The Grapes of Wrath
New York: The Limited Editions Club, 1940.
Limited edition in two volumes, #517 of 1146 copies. Signed by the illustrator on the colophon. xxii, [2], 284; 285-559, [1] pp. Bound in publisher's "grass cloth" stamped in brown over quarter rawhide lettered in silver, all edges stained yellow, pictorial endpapers. Very light soiling to textblock edges, else Fine. Binding very square and tight; spines never opened. Housed in the original brown paper-covered slipcase, moderately chipped and worn.
A beautiful unread set, made with great care. Two publisher's slips laid in explain that the book's binding was designed to inspire "emotional sympathy" in the reader before he had even cracked it open:
"The 'grass cloth' should, if the intention of the designer is realized, put the prospective reader in mind of of the parched, sun-baked grass of the Dust Bowl.
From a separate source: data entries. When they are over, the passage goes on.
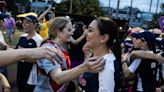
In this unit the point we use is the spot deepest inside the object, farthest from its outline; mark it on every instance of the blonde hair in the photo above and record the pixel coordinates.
(57, 23)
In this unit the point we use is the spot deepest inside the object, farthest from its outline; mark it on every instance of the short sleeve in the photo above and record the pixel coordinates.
(134, 65)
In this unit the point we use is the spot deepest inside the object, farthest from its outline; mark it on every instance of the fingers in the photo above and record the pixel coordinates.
(97, 66)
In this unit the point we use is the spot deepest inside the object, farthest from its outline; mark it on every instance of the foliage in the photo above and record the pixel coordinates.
(155, 22)
(80, 7)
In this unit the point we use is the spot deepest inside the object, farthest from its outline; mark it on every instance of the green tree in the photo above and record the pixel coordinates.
(80, 7)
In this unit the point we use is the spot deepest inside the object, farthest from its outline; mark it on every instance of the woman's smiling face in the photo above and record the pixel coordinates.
(93, 36)
(67, 32)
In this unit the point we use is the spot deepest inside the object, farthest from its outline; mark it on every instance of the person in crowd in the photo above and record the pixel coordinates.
(9, 25)
(88, 81)
(3, 70)
(54, 77)
(44, 22)
(15, 55)
(75, 52)
(144, 73)
(27, 72)
(4, 84)
(102, 39)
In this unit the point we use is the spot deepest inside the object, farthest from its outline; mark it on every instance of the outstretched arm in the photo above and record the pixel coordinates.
(13, 56)
(5, 84)
(147, 55)
(90, 65)
(77, 41)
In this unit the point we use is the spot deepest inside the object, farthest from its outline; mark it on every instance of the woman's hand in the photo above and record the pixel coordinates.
(94, 64)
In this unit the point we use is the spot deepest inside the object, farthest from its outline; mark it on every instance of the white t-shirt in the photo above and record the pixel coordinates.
(106, 76)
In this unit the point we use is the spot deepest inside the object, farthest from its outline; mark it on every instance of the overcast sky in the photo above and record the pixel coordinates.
(141, 4)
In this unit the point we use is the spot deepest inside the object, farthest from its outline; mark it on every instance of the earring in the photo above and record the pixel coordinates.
(101, 41)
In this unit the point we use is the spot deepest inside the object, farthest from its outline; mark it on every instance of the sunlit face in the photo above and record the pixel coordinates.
(67, 33)
(93, 36)
(137, 43)
(28, 26)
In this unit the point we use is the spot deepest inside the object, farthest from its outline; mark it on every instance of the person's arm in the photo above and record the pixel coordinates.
(44, 13)
(127, 73)
(147, 55)
(5, 84)
(92, 64)
(13, 56)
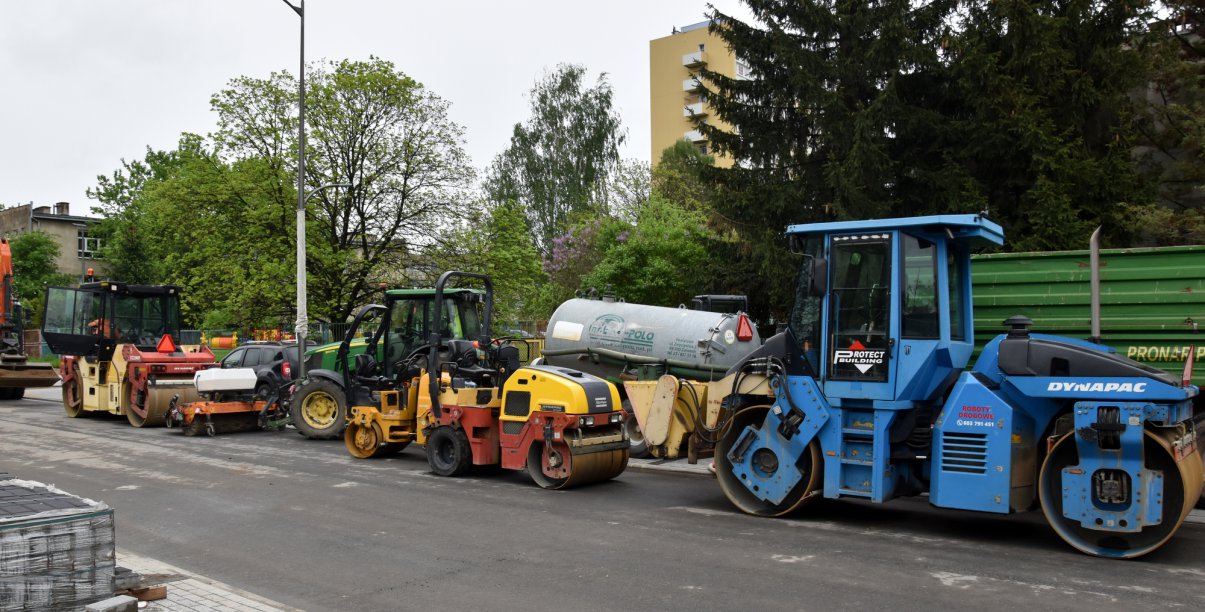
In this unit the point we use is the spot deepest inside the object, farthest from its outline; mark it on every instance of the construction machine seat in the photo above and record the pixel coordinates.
(464, 354)
(368, 371)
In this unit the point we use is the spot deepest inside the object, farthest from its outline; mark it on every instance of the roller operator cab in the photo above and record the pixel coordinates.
(470, 402)
(119, 352)
(868, 394)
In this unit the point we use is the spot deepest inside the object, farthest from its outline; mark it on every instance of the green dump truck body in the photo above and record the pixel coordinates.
(1151, 300)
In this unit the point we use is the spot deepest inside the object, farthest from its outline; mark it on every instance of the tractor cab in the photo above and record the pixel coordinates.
(389, 342)
(883, 307)
(93, 318)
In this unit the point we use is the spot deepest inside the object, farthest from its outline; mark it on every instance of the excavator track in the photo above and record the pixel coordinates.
(585, 459)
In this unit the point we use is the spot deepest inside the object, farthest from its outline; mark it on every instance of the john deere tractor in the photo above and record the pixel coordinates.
(470, 402)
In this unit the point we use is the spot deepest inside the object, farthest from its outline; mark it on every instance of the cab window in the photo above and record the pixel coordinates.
(859, 307)
(918, 294)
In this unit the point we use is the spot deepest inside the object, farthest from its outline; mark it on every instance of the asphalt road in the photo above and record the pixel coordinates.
(303, 523)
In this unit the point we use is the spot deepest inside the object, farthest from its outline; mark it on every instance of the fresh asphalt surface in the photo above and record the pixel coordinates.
(303, 523)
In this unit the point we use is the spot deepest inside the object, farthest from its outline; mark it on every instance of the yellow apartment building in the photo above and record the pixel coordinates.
(675, 94)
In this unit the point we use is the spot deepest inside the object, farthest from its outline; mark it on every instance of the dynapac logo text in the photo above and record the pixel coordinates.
(1097, 387)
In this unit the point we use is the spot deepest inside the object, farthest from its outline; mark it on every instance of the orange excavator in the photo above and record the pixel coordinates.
(16, 371)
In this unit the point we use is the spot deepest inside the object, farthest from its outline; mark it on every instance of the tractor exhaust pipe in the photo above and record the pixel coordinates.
(1094, 264)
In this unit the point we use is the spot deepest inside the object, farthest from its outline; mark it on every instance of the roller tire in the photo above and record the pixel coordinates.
(448, 452)
(319, 410)
(72, 395)
(1104, 543)
(810, 464)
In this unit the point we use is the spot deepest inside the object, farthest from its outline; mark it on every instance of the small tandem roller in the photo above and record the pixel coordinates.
(869, 395)
(230, 405)
(470, 402)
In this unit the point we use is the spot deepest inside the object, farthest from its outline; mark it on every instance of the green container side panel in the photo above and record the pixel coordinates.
(1152, 300)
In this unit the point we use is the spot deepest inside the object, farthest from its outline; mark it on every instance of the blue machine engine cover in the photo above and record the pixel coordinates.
(983, 454)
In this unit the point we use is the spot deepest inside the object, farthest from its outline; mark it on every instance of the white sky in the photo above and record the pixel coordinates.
(88, 83)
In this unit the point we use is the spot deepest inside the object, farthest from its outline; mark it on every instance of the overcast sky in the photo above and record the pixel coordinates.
(88, 83)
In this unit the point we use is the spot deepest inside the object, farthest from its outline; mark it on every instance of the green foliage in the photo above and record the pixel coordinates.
(34, 254)
(497, 242)
(559, 159)
(1046, 88)
(217, 215)
(662, 260)
(1171, 115)
(216, 229)
(870, 110)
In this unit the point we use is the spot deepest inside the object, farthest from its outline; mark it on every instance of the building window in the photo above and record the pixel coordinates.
(87, 247)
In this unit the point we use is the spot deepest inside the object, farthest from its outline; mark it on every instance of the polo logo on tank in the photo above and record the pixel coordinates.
(859, 357)
(1097, 387)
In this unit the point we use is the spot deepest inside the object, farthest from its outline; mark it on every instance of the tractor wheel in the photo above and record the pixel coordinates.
(448, 452)
(738, 490)
(72, 395)
(319, 410)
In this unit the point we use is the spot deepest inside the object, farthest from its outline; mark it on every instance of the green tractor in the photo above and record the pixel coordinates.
(319, 400)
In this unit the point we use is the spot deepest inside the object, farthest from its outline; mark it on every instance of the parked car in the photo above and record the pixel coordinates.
(275, 364)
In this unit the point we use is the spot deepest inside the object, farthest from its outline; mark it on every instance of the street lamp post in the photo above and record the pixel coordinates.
(303, 312)
(303, 323)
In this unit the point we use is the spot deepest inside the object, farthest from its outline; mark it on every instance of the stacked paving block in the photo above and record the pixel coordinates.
(56, 548)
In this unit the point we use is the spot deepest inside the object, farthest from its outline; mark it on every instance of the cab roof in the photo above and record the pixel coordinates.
(974, 229)
(430, 292)
(131, 289)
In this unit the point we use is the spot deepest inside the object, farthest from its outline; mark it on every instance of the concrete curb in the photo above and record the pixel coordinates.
(187, 592)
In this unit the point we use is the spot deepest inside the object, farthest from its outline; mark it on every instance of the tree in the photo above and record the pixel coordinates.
(217, 215)
(497, 242)
(1171, 123)
(34, 256)
(559, 159)
(211, 227)
(839, 122)
(125, 248)
(1042, 101)
(658, 260)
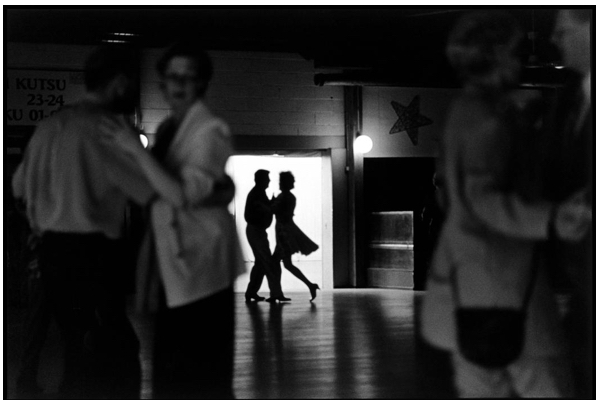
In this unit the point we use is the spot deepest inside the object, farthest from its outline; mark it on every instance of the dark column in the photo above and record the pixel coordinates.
(353, 126)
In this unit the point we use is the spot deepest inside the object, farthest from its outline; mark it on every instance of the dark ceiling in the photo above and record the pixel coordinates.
(367, 43)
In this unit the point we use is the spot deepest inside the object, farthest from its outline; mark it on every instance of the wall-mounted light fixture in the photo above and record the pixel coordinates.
(144, 140)
(363, 144)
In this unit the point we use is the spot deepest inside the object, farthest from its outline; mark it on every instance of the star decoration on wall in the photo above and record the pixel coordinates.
(409, 119)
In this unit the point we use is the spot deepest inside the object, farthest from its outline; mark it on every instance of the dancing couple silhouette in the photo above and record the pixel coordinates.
(259, 213)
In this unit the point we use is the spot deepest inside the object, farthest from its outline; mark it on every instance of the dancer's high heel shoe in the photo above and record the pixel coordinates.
(312, 289)
(279, 298)
(254, 297)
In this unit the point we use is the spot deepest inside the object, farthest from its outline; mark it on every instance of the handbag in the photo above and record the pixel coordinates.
(492, 337)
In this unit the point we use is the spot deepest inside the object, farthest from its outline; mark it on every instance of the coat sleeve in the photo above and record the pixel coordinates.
(486, 171)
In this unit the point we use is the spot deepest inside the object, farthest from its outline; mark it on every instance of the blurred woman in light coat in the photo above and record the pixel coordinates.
(197, 256)
(494, 219)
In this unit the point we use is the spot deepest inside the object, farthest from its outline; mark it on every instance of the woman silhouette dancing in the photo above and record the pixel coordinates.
(289, 238)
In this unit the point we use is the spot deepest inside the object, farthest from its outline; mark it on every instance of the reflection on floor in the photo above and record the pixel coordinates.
(348, 343)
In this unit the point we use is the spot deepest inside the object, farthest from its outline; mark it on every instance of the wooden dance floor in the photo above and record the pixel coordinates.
(348, 343)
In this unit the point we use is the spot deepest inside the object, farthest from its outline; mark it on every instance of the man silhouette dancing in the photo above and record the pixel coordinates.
(259, 215)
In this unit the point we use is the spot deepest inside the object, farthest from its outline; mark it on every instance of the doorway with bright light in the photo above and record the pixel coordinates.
(313, 213)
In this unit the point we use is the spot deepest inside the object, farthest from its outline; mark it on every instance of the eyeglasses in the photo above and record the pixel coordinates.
(180, 79)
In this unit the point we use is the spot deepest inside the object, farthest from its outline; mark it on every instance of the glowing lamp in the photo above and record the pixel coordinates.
(144, 140)
(363, 144)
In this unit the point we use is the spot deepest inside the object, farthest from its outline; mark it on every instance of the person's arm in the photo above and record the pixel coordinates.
(122, 141)
(207, 147)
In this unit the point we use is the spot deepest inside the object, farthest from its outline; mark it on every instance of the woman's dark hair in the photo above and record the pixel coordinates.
(106, 62)
(286, 178)
(203, 64)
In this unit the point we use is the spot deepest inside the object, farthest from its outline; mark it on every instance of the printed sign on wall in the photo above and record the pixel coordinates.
(32, 95)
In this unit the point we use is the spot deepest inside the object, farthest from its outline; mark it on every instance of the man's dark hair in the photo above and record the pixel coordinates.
(203, 64)
(106, 62)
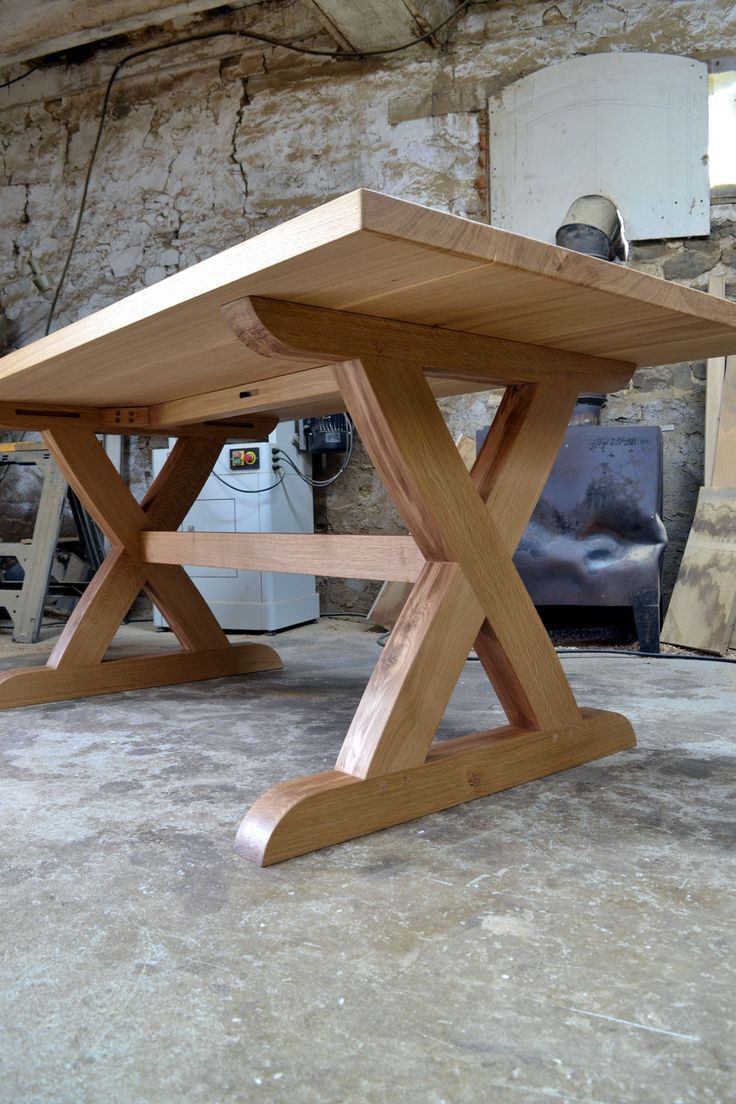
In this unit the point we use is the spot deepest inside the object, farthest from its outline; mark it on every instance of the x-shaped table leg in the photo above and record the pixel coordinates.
(76, 666)
(467, 527)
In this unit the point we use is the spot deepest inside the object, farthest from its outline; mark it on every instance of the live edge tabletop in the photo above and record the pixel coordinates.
(375, 306)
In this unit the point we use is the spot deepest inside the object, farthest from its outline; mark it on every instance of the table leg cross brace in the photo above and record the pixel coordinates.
(76, 666)
(467, 527)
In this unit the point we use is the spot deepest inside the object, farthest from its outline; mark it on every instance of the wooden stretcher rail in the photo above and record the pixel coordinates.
(394, 558)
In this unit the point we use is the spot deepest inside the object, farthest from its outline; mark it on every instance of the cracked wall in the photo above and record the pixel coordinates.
(212, 142)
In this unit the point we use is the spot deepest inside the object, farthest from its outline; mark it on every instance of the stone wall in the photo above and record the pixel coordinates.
(210, 142)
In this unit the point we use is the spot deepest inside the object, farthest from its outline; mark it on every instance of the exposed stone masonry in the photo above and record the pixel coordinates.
(212, 142)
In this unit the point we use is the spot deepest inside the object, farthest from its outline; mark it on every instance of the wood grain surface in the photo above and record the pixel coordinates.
(170, 341)
(321, 809)
(702, 609)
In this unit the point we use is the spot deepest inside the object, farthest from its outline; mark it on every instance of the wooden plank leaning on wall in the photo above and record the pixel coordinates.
(702, 612)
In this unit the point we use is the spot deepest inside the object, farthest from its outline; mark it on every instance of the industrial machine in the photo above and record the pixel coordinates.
(254, 488)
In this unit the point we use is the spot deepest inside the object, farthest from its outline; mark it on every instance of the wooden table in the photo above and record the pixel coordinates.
(376, 306)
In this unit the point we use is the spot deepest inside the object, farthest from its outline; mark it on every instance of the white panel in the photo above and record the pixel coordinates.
(251, 601)
(632, 127)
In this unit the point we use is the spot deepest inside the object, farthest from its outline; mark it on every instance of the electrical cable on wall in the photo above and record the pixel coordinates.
(21, 76)
(237, 33)
(381, 640)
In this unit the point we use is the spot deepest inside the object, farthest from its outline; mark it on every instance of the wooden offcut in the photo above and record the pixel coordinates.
(703, 606)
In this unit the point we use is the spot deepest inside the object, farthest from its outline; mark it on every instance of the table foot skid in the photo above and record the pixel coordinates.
(321, 809)
(32, 686)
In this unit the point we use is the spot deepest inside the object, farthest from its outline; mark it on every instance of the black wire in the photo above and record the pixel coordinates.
(7, 466)
(242, 490)
(381, 640)
(7, 84)
(642, 655)
(336, 54)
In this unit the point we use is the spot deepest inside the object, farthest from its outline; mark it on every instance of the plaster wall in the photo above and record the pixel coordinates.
(214, 141)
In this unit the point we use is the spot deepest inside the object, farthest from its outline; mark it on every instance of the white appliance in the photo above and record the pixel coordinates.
(244, 495)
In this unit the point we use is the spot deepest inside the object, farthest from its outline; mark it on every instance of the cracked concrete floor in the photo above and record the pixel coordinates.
(568, 940)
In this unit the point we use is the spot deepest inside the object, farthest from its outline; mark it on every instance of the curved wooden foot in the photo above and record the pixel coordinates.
(33, 686)
(321, 809)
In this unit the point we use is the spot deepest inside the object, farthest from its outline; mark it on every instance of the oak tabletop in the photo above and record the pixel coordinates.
(370, 254)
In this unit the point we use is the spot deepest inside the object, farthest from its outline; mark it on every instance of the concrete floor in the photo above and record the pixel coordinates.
(566, 941)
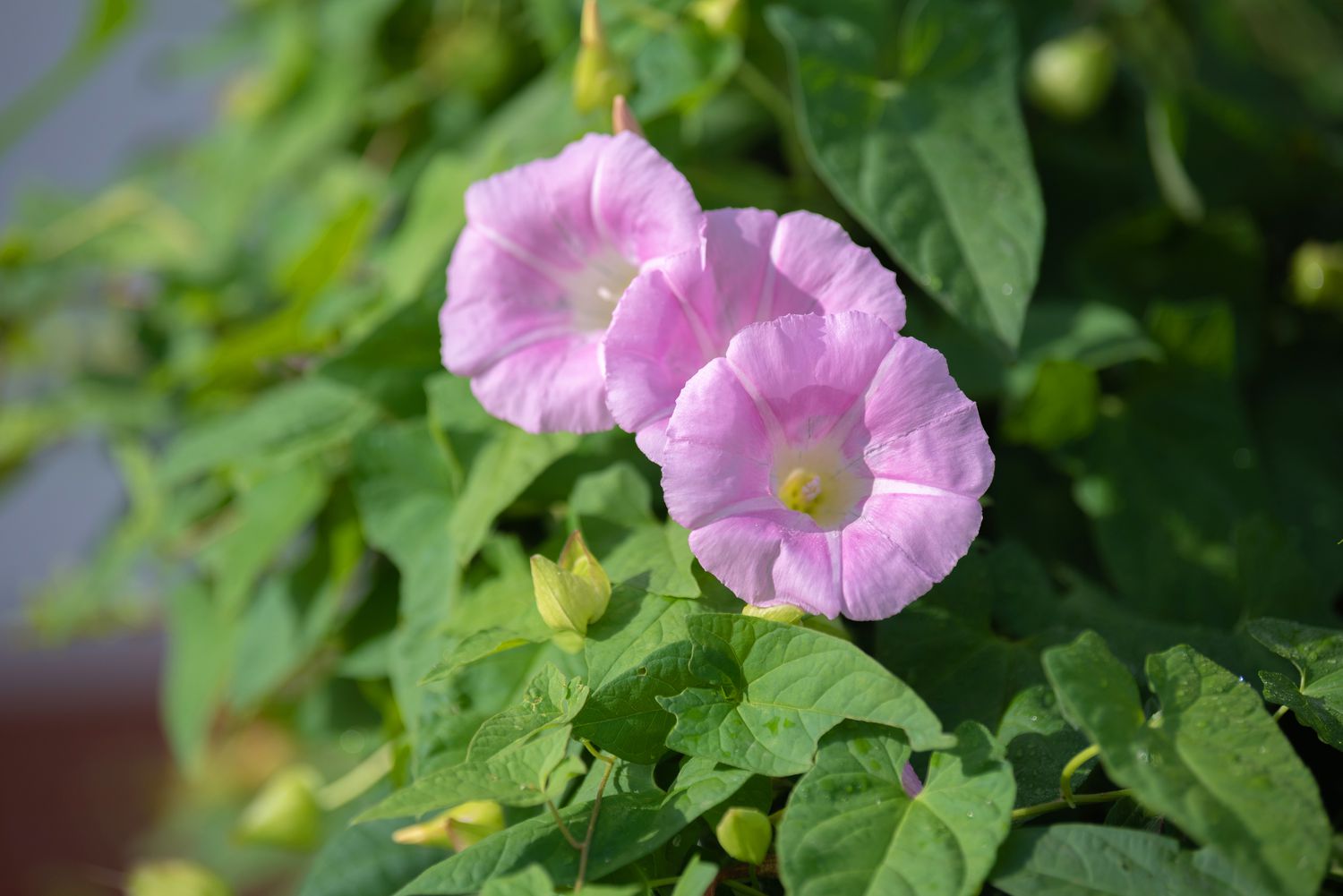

Silver is used for the stamping, rather than gold, because this is a novel about people in 'the silver country.' And rawhide was planned for the backs of the volumes because it is a leather which might very well have come from an Oklahoman steer."
The book's contents are enhanced with duotone lithographs by Thomas Hart Benton, a painter and muralist in the vanguard of the Regionalist art movement. Benton was also commissioned to create lithographs to help promote the critically acclaimed film adaption that appeared the same year; his style of populist realism was acknowledged to be a perfect match for Steinbeck's.